The exhibition features 13 augmented reality (AR) works of art by both established and emerging artists from around the world. Setting these digital experiences inside botanical gardens of different countries, without disturbing the preservations, and keeping the carbon footprint to the minimum, the exhibition addresses themes pertaining to nature, environment, and sustainability and explores the boundaries and connections between art, technology, and nature. In doing so, it invites viewers to contemplate contemporary ideas relating to site and non-site, physical and digital realms.
Sigalit Landau, Salt Stalagmite #1 [Three Bridges] (2021).
Co-curators, Hadas Maor (contemporary art curator) and Tal Michael Haring (virtual and augmented reality expert and curator) worked with the artists to select existing works as well as commission new ones, and to position these new experiential artworks in unique spots in each of the participating botanical gardens. The exhibition can be viewed only upon visiting the participating botanical gardens, and is experienced through the Seeing the Invisible mobile app developed for this project. The participating gardens all present the same exhibition, but as the artworks are augmented into the unique surroundings and context of each garden, the exhibition is experienced differently against the backdrop of each location, and is actually constructed, as a whole, on different iterations of the same corpus of works.
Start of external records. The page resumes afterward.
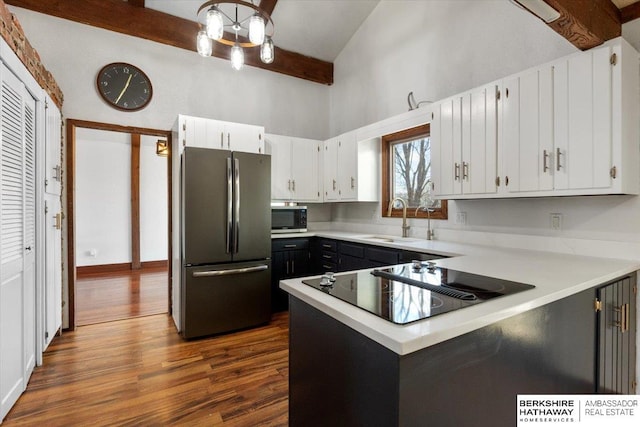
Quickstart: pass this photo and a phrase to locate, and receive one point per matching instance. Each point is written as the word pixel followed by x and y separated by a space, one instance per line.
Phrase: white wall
pixel 183 82
pixel 103 197
pixel 153 202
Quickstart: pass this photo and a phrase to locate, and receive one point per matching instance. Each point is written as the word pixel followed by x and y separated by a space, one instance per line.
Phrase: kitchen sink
pixel 389 239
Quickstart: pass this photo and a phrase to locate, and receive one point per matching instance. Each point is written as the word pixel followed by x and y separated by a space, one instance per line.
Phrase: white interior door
pixel 12 239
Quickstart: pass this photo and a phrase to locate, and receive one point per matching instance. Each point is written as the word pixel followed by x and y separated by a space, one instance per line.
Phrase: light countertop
pixel 554 276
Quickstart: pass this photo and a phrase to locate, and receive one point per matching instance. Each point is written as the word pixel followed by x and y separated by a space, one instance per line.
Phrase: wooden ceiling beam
pixel 631 12
pixel 586 23
pixel 123 17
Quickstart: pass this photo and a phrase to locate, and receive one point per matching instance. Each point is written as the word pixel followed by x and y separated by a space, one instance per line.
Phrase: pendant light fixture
pixel 247 26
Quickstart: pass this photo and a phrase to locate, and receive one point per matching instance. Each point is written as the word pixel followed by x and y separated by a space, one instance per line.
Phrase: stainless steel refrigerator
pixel 225 223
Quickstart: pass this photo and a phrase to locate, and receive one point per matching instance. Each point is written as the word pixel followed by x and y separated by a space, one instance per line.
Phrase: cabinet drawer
pixel 384 256
pixel 289 244
pixel 328 266
pixel 352 250
pixel 328 245
pixel 328 257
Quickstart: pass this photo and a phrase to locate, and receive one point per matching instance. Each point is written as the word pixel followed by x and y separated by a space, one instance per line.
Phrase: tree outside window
pixel 406 159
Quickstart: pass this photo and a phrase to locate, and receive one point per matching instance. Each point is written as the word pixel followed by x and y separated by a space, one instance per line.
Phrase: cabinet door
pixel 348 167
pixel 479 141
pixel 53 150
pixel 280 149
pixel 528 131
pixel 330 164
pixel 201 132
pixel 446 149
pixel 305 163
pixel 53 268
pixel 616 337
pixel 241 137
pixel 582 126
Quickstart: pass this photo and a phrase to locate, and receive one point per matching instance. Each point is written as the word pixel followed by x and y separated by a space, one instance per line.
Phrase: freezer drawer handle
pixel 230 272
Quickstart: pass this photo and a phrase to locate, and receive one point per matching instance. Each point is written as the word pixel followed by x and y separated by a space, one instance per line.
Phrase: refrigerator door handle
pixel 236 204
pixel 230 272
pixel 229 204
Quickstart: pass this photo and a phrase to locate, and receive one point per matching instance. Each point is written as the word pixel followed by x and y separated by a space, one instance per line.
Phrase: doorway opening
pixel 118 204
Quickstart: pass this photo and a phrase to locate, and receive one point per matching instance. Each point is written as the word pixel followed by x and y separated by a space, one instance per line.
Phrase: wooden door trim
pixel 135 201
pixel 70 172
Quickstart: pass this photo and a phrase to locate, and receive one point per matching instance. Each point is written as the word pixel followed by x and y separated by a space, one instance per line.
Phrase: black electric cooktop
pixel 406 293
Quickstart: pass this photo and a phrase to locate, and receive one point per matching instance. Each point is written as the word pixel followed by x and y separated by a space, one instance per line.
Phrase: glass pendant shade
pixel 256 29
pixel 237 57
pixel 204 43
pixel 267 51
pixel 214 24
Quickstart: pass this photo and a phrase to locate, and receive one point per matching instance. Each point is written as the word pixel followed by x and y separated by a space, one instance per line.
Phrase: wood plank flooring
pixel 104 297
pixel 140 372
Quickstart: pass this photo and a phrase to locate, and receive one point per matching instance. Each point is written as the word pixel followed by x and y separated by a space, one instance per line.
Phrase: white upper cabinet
pixel 351 169
pixel 295 166
pixel 209 133
pixel 565 128
pixel 527 131
pixel 464 154
pixel 570 127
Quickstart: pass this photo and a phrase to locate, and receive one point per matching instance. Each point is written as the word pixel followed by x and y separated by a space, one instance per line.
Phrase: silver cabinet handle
pixel 229 204
pixel 230 272
pixel 558 153
pixel 545 161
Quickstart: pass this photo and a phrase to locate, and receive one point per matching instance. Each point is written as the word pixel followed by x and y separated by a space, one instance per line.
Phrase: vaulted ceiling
pixel 309 34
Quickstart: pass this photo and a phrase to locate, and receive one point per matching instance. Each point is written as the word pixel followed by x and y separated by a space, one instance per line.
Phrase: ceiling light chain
pixel 252 27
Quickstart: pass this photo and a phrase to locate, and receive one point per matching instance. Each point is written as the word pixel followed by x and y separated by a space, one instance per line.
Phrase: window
pixel 406 173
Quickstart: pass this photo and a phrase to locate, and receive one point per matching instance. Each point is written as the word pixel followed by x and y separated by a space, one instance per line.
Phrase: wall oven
pixel 288 219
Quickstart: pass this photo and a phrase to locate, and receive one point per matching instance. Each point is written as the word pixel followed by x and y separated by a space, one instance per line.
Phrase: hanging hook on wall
pixel 412 102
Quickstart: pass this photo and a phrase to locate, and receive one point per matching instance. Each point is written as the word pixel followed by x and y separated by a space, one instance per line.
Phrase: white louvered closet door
pixel 17 239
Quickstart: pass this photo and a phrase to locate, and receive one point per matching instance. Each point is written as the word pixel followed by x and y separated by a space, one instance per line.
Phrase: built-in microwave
pixel 288 219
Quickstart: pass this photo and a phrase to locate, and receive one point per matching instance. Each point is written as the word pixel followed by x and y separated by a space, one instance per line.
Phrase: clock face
pixel 124 86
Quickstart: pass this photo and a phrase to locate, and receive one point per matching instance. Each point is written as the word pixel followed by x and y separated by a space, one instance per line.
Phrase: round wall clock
pixel 124 86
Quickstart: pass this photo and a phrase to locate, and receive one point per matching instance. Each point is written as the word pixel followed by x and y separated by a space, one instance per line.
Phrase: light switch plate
pixel 556 221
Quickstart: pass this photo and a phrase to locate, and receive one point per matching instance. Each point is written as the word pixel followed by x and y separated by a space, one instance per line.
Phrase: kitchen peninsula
pixel 466 367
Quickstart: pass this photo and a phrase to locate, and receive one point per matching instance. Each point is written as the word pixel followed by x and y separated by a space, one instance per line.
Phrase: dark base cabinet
pixel 338 376
pixel 289 258
pixel 617 336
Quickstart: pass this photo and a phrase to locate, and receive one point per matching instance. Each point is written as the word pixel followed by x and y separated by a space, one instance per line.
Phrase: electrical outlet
pixel 461 218
pixel 556 221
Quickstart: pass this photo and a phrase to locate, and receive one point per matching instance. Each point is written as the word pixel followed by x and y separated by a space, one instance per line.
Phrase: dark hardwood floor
pixel 104 297
pixel 140 372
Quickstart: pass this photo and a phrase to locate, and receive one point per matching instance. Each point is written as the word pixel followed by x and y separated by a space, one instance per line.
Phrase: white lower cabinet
pixel 295 166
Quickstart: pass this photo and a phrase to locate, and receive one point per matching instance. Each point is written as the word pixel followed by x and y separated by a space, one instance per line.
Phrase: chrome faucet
pixel 405 227
pixel 430 232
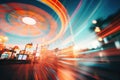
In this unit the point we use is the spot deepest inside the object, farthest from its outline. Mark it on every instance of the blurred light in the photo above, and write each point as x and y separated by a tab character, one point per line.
97	29
94	21
5	39
75	48
100	39
117	44
29	20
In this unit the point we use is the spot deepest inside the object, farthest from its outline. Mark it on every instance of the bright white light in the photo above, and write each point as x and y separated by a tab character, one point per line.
94	21
29	20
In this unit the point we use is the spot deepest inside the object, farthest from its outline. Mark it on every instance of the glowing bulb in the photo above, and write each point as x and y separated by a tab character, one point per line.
29	20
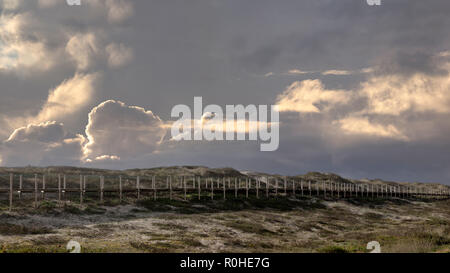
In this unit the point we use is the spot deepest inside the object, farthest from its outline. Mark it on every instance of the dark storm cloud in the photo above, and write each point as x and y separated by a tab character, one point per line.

This open-air exhibition is a continuation of the efforts to present and discuss art in the current pandemic crisis, while also allowing local communities to be exposed to the forefront of contemporary art from around the world.
In each case, the artists’ efforts will be situated among the local flora thanks to a dedicated, downloadable app. The idea, said exhibition co-curator Tal Michael Haring in a statement, is to break down “the binary between what is often considered ‘natural’ versus ‘digital.’”
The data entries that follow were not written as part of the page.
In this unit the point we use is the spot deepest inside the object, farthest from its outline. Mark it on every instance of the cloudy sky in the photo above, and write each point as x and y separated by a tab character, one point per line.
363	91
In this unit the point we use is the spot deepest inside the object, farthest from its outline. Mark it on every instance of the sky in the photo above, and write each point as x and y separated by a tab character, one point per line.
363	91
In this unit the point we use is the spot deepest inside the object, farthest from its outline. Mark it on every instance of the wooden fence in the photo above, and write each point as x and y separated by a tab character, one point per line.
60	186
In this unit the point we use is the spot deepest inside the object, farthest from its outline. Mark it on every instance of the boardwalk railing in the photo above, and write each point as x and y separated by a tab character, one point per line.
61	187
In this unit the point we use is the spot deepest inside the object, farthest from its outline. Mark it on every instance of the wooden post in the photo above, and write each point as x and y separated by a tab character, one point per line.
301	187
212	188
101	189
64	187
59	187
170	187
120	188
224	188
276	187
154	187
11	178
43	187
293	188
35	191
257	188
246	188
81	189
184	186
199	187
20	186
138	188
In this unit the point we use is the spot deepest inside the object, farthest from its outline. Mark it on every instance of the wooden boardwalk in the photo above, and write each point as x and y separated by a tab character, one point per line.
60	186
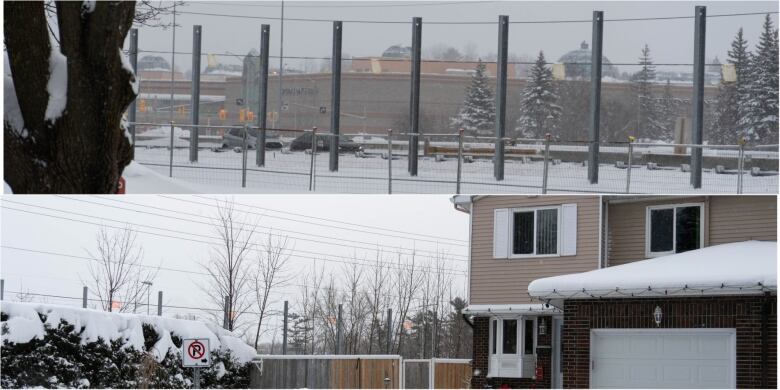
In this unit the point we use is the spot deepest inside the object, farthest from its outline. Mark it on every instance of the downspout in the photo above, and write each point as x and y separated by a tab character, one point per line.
765	340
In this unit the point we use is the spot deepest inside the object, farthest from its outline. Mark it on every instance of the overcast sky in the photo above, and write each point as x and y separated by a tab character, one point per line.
671	41
414	218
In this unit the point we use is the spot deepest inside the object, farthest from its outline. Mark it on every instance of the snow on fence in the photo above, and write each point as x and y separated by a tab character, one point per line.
232	156
358	372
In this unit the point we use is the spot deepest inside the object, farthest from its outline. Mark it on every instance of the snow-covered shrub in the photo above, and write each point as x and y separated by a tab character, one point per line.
53	346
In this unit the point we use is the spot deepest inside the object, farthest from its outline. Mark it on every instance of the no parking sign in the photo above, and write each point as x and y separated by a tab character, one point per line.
195	353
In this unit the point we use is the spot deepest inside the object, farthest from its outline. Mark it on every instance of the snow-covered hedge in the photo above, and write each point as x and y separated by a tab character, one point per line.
57	346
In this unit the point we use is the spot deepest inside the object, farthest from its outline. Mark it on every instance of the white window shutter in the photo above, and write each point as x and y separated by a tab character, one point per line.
500	233
569	229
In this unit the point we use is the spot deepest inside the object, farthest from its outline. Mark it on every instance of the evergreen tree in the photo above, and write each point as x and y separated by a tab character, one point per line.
478	114
760	101
649	124
539	107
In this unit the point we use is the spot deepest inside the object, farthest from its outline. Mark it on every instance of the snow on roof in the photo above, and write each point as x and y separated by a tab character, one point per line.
748	267
512	309
24	324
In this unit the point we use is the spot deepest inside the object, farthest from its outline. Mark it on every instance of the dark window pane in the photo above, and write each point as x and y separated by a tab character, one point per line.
688	228
661	230
524	233
547	232
495	336
510	337
528	346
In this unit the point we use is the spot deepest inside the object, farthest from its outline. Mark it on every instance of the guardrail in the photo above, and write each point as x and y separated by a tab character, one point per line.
287	160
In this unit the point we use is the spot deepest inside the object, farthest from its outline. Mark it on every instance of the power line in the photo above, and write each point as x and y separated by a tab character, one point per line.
292	254
268	229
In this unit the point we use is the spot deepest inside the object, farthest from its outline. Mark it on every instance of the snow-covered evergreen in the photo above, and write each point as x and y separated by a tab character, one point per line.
478	114
650	124
539	107
760	100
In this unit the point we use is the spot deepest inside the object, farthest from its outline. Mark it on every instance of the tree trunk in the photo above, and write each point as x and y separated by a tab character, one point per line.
85	149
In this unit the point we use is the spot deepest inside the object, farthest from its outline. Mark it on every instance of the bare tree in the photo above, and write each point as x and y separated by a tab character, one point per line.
229	270
117	274
270	274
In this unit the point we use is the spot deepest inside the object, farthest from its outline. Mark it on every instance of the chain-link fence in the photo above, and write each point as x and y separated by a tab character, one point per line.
301	161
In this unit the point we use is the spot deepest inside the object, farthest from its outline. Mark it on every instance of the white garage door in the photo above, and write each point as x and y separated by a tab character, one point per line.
663	358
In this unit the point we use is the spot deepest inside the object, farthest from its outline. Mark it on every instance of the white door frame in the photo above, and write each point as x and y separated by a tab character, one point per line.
732	332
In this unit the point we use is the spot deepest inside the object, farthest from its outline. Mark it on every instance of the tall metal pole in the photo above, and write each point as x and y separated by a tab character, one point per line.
335	97
338	332
195	95
159	303
503	44
134	64
284	330
389	330
414	110
173	63
262	110
281	61
595	96
699	39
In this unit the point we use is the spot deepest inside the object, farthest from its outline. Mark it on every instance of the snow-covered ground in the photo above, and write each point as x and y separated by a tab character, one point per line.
221	172
24	324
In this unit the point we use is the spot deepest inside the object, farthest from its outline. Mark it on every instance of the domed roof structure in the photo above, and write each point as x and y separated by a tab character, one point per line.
577	63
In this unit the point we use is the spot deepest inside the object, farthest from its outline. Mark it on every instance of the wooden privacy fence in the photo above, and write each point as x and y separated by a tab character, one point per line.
358	372
437	373
326	372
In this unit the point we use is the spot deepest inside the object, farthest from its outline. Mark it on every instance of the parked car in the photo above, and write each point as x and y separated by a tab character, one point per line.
303	142
234	138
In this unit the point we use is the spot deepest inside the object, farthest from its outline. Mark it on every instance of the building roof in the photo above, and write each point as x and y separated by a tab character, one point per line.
748	267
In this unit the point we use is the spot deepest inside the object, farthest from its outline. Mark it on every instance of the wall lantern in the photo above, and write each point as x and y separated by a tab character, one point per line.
542	326
658	315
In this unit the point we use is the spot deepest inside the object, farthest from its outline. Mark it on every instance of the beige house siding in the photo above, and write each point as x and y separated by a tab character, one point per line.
505	281
726	219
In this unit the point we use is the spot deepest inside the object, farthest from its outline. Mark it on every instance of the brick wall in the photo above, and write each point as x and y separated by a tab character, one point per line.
480	359
740	312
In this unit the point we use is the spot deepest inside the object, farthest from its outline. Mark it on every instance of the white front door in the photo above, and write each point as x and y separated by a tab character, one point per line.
663	358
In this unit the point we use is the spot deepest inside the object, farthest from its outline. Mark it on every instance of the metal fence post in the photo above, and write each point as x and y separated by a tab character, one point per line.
595	97
389	161
134	63
262	111
195	95
284	330
699	40
460	161
503	44
414	109
741	165
313	157
245	146
546	162
170	162
630	163
335	97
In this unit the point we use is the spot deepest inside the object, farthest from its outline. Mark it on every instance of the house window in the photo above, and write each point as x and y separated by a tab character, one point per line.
512	342
674	229
535	232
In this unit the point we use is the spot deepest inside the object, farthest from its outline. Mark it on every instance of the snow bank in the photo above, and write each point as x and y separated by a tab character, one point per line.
24	324
736	268
57	86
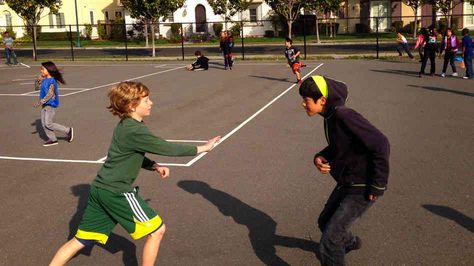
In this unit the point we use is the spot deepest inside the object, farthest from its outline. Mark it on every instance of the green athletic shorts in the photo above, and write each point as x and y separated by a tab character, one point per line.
105	209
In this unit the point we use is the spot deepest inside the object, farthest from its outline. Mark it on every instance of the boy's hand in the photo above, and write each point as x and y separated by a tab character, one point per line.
322	164
163	171
209	145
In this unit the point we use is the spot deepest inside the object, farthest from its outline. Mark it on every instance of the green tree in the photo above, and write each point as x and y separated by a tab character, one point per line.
288	9
415	5
150	11
30	11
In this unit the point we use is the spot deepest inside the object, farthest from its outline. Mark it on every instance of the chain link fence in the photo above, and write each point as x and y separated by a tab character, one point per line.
360	36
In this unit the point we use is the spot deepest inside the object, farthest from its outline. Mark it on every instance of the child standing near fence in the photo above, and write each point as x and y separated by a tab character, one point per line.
9	52
292	54
49	101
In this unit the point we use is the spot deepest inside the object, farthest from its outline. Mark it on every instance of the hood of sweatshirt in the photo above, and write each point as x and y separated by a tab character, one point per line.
336	96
“Coming out of the pandemic when outdoor experiences and nature have taken on a new meaning and gravity in our lives, this exhibition represents a fresh way for people to engage with art and nature simultaneously,” Haring added.
Outset co-founder Candida Gertler and director Mirav Katri even offered a name for the special brand of work in the show: “this exhibition [bridges] the physical and digital worlds to create a new ‘phygital’ model,” they said in the show’s announcement.
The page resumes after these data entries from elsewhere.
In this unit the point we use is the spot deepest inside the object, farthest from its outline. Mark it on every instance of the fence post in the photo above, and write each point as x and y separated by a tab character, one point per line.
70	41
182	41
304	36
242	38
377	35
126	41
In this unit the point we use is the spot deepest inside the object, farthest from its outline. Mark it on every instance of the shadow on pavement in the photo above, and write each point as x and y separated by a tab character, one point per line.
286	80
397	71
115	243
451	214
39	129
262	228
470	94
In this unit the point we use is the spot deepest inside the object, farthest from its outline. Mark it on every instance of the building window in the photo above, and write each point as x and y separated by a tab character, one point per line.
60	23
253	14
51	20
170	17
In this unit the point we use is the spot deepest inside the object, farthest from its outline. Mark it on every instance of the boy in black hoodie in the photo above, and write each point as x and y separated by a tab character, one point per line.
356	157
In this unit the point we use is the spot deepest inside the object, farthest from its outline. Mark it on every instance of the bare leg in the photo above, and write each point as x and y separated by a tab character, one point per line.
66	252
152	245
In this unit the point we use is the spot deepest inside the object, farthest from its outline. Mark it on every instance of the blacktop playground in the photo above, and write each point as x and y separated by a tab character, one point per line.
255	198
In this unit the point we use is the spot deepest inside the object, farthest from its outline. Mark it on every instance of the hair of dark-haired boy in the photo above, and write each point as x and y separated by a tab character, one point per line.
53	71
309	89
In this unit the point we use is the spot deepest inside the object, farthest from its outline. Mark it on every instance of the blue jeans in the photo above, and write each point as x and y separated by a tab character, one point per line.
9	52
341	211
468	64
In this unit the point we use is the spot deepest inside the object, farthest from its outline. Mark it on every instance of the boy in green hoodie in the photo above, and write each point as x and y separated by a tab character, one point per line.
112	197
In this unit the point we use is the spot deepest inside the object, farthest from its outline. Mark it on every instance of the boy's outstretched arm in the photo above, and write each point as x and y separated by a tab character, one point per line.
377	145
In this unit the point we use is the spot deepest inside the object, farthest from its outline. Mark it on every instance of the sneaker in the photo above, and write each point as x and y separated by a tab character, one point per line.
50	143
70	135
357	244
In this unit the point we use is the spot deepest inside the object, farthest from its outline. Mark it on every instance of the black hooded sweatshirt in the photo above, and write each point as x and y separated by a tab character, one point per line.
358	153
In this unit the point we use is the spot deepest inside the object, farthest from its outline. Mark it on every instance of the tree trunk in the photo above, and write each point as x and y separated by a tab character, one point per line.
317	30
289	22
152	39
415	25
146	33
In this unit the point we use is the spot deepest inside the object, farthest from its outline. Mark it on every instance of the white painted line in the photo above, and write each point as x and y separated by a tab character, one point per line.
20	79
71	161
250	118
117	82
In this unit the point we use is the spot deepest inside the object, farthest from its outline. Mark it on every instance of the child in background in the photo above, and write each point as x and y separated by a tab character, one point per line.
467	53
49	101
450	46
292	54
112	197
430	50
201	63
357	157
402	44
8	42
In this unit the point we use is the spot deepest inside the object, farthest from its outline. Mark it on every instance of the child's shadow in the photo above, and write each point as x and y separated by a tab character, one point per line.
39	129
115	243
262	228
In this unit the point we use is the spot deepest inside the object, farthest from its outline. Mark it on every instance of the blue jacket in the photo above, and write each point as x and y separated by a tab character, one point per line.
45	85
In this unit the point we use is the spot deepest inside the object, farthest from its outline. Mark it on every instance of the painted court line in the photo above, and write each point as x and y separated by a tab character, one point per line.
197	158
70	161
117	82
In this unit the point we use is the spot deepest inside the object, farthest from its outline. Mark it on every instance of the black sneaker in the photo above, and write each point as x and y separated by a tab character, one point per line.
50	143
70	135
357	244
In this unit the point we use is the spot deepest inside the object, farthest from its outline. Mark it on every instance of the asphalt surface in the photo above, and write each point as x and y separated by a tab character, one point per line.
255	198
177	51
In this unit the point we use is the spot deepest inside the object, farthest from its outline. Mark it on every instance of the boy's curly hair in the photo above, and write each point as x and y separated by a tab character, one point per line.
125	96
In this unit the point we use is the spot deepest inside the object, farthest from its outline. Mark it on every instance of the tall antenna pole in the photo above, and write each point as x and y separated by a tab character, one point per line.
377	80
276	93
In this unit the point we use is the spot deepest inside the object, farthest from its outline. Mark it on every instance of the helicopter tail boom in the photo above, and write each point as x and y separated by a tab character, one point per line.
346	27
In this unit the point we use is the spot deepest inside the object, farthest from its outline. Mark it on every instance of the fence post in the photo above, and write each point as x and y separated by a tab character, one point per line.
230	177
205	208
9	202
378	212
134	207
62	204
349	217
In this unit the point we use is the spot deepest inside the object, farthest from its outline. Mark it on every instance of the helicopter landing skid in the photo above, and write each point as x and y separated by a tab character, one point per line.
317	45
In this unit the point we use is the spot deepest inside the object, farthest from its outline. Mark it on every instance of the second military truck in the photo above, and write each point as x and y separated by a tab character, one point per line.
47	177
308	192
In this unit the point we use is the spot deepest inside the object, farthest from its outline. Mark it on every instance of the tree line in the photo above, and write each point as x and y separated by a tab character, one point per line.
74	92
The exhibition will open in September 2021, and be on view for a full year, simultaneously, across Royal Botanic Gardens Victoria (Cranbourne, Australia), Royal Botanic Gardens Victoria (Melbourne, Australia), Royal Botanical Gardens (Canada), Jerusalem Botanical Gardens (Israel), Kirstenbosch National Botanical Garden (South Africa), Eden Project (UK), Royal Botanic Garden Edinburgh (United Kingdom), Tucson Botanical Gardens (USA), San Diego Botanic Garden (USA), Denver Botanic Gardens (USA), Marie Selby Botanical Gardens (USA) and Massachusetts Horticultural Society (USA).